Email should be hard reset and build a secure system from scratch with no legacy carry over.
/Rant off
lolklolk@reddit
If you want RFC language to back the assertion up, see here:
https://www.ietf.org/archive/id/draft-ietf-dmarc-dmarcbis-34.html#name-issues-specific-to-spf
youreensample@reddit
This document is a perfect example of why email is such a $hit $how and should be nuked from orbit and a completely new secure email system be developed to take it's place.
lolklolk@reddit
If you have an issue with language in the document, I encourage you to bring it up on the DMARC mailing list. We're in last-call right now.

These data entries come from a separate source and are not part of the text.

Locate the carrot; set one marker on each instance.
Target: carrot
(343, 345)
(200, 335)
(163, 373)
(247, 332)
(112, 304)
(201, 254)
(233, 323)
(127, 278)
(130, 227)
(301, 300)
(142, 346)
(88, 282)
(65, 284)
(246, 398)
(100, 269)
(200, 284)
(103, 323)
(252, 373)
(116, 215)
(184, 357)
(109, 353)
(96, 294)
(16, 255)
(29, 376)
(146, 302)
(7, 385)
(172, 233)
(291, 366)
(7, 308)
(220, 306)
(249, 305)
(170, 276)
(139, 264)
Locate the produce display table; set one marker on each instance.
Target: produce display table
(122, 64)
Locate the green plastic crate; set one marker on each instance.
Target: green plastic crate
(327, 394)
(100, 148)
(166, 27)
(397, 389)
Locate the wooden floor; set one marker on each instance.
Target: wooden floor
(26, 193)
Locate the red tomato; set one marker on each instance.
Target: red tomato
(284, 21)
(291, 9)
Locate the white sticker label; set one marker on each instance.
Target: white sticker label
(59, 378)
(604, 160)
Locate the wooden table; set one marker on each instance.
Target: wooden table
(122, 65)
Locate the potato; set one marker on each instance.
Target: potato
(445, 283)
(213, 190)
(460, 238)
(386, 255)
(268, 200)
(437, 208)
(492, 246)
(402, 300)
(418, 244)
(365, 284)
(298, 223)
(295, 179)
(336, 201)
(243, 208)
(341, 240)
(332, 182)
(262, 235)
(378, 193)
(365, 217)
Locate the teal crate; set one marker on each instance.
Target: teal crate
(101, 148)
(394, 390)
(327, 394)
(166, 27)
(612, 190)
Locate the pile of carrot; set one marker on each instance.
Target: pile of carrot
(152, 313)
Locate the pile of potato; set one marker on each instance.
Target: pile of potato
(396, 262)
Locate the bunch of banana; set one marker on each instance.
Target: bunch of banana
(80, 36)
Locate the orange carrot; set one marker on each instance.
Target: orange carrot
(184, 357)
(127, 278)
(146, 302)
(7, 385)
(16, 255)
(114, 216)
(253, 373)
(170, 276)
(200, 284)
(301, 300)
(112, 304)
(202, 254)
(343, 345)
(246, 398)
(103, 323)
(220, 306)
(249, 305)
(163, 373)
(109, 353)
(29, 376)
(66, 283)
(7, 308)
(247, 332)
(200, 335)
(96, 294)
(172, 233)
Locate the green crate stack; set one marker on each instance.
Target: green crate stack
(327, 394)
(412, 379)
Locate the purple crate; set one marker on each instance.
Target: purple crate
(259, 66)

https://mailman3.ietf.org/mailman3/lists/dmarc@ietf.org/
lolklolk@reddit
It is - https://www.m3aawg.org/sites/default/files/m3aawg-email-authentication-recommended-best-practices-09-2020.pdf (section 4)
Pristine_Curve@reddit
No justification in that section. For those who are curious, the reasoning is that a lot of receivers will reject at an SPF hardfail without consulting DMARC policy. DMARC is an either/or evaluation (either DKIM aligned/verified or SPF aligned/matching). With failures handled by DMARC policy flag.
With a -all we could have a DKIM aligned/verified email (legitimate email) that is rejected because the sending IP hard fails. Conversely with a ~all SPF may indicate an unverified IP, but if DKIM aligns/verifies, then DMARC will consider it as DKIM:Pass and SPF:SoftFail, and deliver the email to inbox. Additionally we can allow DMARC policy to decide for P=quarantine rather than an SPF failure being bounced while a DKIM failure is quarantined.
Conversely, if we want bad email to be rejected rather than quarantined. A bad email which fails DKIM+SPF would still be governed by DMARC's P=Reject policy. Obviating the need to do hard fails at the SPF layer.
TL;DR - SPF soft fail can make some legitimate emails pass authentication which would otherwise fail, while still allowing bad email to be rejected by DMARC if rejection is preferred over quarantine.
4bdou@reddit (OP)
I think DMARC p=reject idea sounds good. I need to do some monitoring first, make sure all is good then turn p to reject.
Thanks for your feedback and the explanation!
fp4@reddit
+a +mx +ip4 is usually a sign of a default cPanel SPF record. You would leave it in place if you happened to have a contact form or something like that configured on your website to send emails.
4bdou@reddit (OP)
Exactly! My Cpanel autogenerated this default SPF. But, for now all the forms on my website and landing pages are exclusively made with MailerLite. So i think best to take them off?